Райт и сам не понимал, почему не захотел или не успел поговорить с Кранцем. Нужно было спросить, что он думает о своем эксперименте. Похоже, старый химик слабо верил в успех. Но вот доказательство — Нефрет только спит, спит так чутко, что ее можно разбудить громко произнесенным словом, живым прикосновением руки…

Райт потер лоб, словно пытаясь собраться с мыслями.

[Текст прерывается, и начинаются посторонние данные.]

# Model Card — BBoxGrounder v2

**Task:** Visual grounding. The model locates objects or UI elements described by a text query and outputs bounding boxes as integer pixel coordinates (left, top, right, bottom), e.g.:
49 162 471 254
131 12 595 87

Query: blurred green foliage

До самого рассвета он неподвижно просидел возле Нефрет.

*

Ночью Мэри ждала возвращения Райта. Не дождавшись мужа, она сделала выводы, к каким пришла бы на ее месте любая женщина.

Но когда Райт вернулся утром домой, чтобы принять ванну и переодеться, ее скорее испугал вид мужа, чем обидела измена. Ночью она много думала о его поступке и о том, как должна вести себя с ним. Теперь все эти мысли рассеялись, как дым. Она ничего не понимала. Так не выглядит человек, вернувшийся после ночного свидания с любовницей. Райт казался необыкновенно подавленным или погруженным в грустную задумчивость, он как будто никого вокруг не замечал — и выражение его лица было новым даже для хорошо знавшей Райта Мэри.